To ... , I hope you're well. You left me a while ago, but I still hope you're good. I know you'll probably never read this, because you stopped communication with me, but I still kinda miss you. You used to mean a lot to me, but you were one of the people who taught me even the closest of friends leave. I hope you're okay too. Last time we talked... it got bad...
To ... , I'm angry. I'll never tell you this because I hate you so I never want to speak to you again (that's a lie) but still. I want you also to be okay. Even though you broke my heart, a part of me will always remember you. Now, I know you didn't mean to do this, and I know, but it doesn't excuse what you did. You have to be insane to have done those things, and you did them. It's so unbelievable I don't know how to respond to you.
To ... , I don't know what to do about you. You're too close to me, and I keep trying to push you away, but you won't leave. In a way, a part of me is happy you haven't left yet, but you're getting so close to me... it's scary.
To ... , you did this.

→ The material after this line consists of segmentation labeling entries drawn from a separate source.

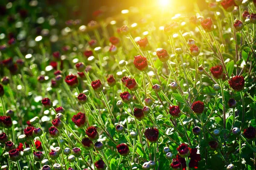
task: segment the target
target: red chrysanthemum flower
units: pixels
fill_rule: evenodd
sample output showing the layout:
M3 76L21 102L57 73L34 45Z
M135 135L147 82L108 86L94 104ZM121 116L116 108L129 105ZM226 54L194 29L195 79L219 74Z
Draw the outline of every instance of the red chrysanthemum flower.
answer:
M66 76L65 82L71 88L75 88L78 85L77 76L74 74L70 74Z
M189 18L189 23L195 26L200 25L200 21L195 15L190 17Z
M158 58L163 62L166 62L168 61L170 56L169 54L164 49L160 49L157 51L157 55Z
M135 67L140 71L145 71L148 69L147 58L140 55L134 56L134 64Z
M43 99L41 102L46 108L49 108L52 107L52 103L49 98L45 98Z
M189 156L190 152L188 145L183 143L180 144L177 148L179 155L182 158L185 158Z
M135 91L138 88L138 85L134 79L128 79L126 81L125 86L131 91Z
M128 91L125 91L120 94L120 96L123 102L125 103L129 104L131 103L132 99L131 95Z
M82 128L85 126L85 115L83 113L79 112L73 116L71 120L79 127Z
M33 126L28 126L24 130L24 134L26 136L29 138L33 138L33 130L35 128Z
M145 37L143 38L141 38L138 41L137 41L137 43L140 48L145 48L148 45L148 41L147 37Z
M99 138L99 133L97 131L97 128L94 126L88 128L85 130L85 133L89 139L91 140L96 140Z
M105 162L104 162L102 159L96 161L94 163L94 164L95 165L96 168L99 170L103 170L105 168L105 167L106 166Z
M139 120L143 119L145 116L143 110L140 108L134 108L134 116Z
M54 126L52 126L49 129L50 136L53 138L56 138L60 135L59 130Z
M212 67L210 68L210 71L211 71L212 74L215 79L221 79L223 76L223 69L221 65Z
M234 91L241 91L244 87L244 78L243 76L236 76L228 81L228 84Z
M122 81L122 82L124 85L125 85L126 84L126 82L127 82L127 80L128 80L130 78L129 78L129 77L124 76L121 79L121 81Z
M201 114L204 112L204 102L201 101L195 102L192 104L191 109L197 114Z
M159 131L155 128L148 128L144 132L146 138L151 142L156 142L158 140Z
M103 85L99 79L92 82L91 85L93 90L99 92L102 91L103 89Z
M86 50L84 52L84 55L87 58L88 58L89 57L93 56L93 51L91 50Z
M234 23L234 27L236 31L239 31L244 28L244 24L241 21L236 20Z
M189 48L189 50L190 50L191 55L193 56L198 56L200 54L200 50L196 45L194 44L191 45Z
M119 39L115 37L111 37L109 38L109 41L113 45L118 46L119 44L120 40Z
M180 116L181 113L179 106L170 106L169 108L169 113L174 118L179 118Z
M214 29L214 26L211 18L208 18L201 21L201 26L206 32L212 31Z
M89 150L93 147L93 142L88 138L84 138L82 139L82 144L85 149Z
M216 149L218 147L218 144L216 141L210 141L208 143L208 144L209 144L211 149L213 150L216 150Z
M129 147L125 143L121 143L116 146L117 151L122 156L125 156L129 154Z
M177 22L166 24L164 26L163 31L166 34L172 34L179 29L179 25Z
M174 170L178 170L181 168L181 163L180 160L177 158L172 159L172 162L171 164L171 167Z
M116 84L116 79L113 75L111 75L107 79L108 84L110 87L113 86Z
M227 12L232 12L235 7L235 3L233 0L224 0L221 4Z
M256 138L256 129L252 126L249 127L244 130L244 135L248 139Z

You caused this. You hurt me badly, and scared me when you got sick. And after everything, I still try to protect you. I don't understand why, but I can't get rid of you. You mean everything, and I mean nothing to you. Here's a saying... sometimes the person you're trying to protect is the person behind the trigger.
To ... , I don't want to tell you the truth. You have been through hell with me, protected me, and I'm afraid to tell you that it's happening again. I don't want the scared look in your eyes. I don't want you going through what I'm going through again. So I'm sorry to you.
To the rest of the people who I have yet to do, yours is coming soon.